I would encourage you to take a closer look at some of the performance 
issues quota groups face when doing a rescan, as they have to deal with 
this kind of reflink tracking too, and they take quite a while on any 
reasonably sized volume.
> 
> The startup needs exactly 1 (one) pass through the entire metadata. It 
> needs this to find all the backlinks and to populate the 
> "regios-extents" array.  The time to do 1 pass through metadata depends 
> on the metadata size on disk, as entire metadata has to be read out (one 
> piece at a time, you won't keep it all in RAM). In most cases, the 
> time-to read the metadata will be less than 1 minute, on an SSD less 
> than 20 seconds.
> 
> There is no way around it: to defrag, you eventually need to read all 
> the b-trees, so nothing is lost there.
> 
> All computations in this defrag are simple. Finding all refliks in 
> metadata is simple. It is a single pass metadata read-out.
> 
>>> Of course, those two arrays exist only during defrag operation. When 
>>> defrag completes, those arrays are deallocated.
>>>
>>>>>> It also allows a very real possibility of a user functionally 
>>>>>> delaying the defrag operation indefinitely (by triggering a 
>>>>>> continuous stream of operations that would cause reflink changes 
>>>>>> for a file being operated on by defrag) if not implemented very 
>>>>>> carefully.
>>>>>
>>>>> Yes, if a user does something like that, the defrag can be paused 
>>>>> or even aborted. That is normal.
>>>> Not really.  Most defrag implementations either avoid files that 
>>>> could reasonably be written to, or freeze writes to the file they're 
>>>> operating on, or in some other way just sidestep the issue without 
>>>> delaying the defragmentation process.
>>>>>
>>>>> There are many ways around this problem, but it really doesn't 
>>>>> matter, those are just details. The initial version of defrag can 
>>>>> just abort. The more mature versions of defrag can have a better 
>>>>> handling of this problem.
>>>
>>>> Details like this are the deciding factor for whether something is 
>>>> sanely usable in certain use cases, as you have yourself found out 
>>>> (for a lot of users, the fact that defrag can unshare extents is 
>>>> 'just a detail' that's not worth worrying about).
>>>
>>> I wouldn't agree there.
>>>
>>> Not every issue is equal. Some issues are more important, some are 
>>> trivial, some are tolerable etc...
>>>
>>> The defrag is usually allowed to abort. It can easily be restarted 
>>> later. Workaround: You can make a defrag-supervisor program, which 
>>> starts a defrag, and if defrag aborts then it is restarted after some 
>>> (configurable) amount of time.
> 
>> The fact that the defrag can be functionally deferred indefinitely by 
>> a user means that a user can, with a bit of effort, force degraded 
>> performance for everyone using the system.  Aborting the defrag 
>> doesn't solve that, and it's a significant issue for anybody doing 
>> shared hosting.
> 
> This is a quality-of-implementation issue. Not worthy of consideration 
> at this time. It can be solved.Then solve it and be done with it, don't just punt it down the road. 

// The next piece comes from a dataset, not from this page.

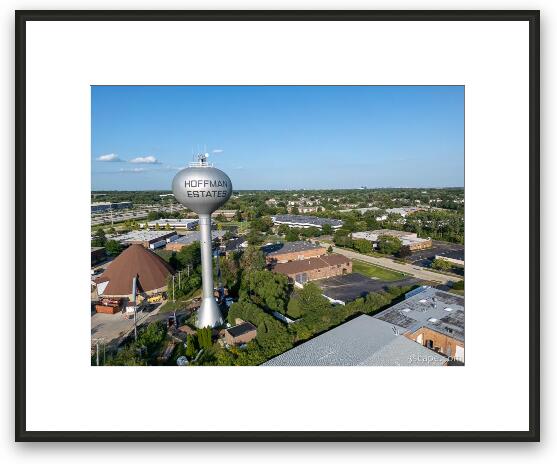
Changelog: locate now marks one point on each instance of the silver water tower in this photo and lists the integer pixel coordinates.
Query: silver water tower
(204, 189)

You're the one trying to convince the developers to spend _their_ time 
implementing _your_ idea, so you need to provide enough detail to solve 
issues that are brought up about your idea.
> 
> You can go and pick this kind of stuff all the time, with any system. I 
> mean, because of the FACT that we have never proven that all security 
> holes are eliminated, the computers shouldn't be powered on at all. 
> Therefore, all computers should be shut down immediately and then there 
> is absolutely no need to continue working on the btrfs. It is also 
> impossible to produce the btrfs defrag, because all computers have to be 
> shut down immediately.
> 
> Can we have a bit more fair discussion? Please?
I would ask the same, I provided a concrete example of a demonstrable 
security issue with your proposed implementation that's trivial to 
verify without even going beyond the described behavior of the 
implementation. You then dismissed at as a non-issue and tried to 
explain why my legitimate security concern wasn't even worth trying to 
think about using apagogical argument that's only tangentially related 
to my statement.
> 
>>>
>>> On the other hand, unsharing is not easy to get undone.
>> But, again, it this just doesn't matter for some people.
>>>
>>> So, those issues are not equals.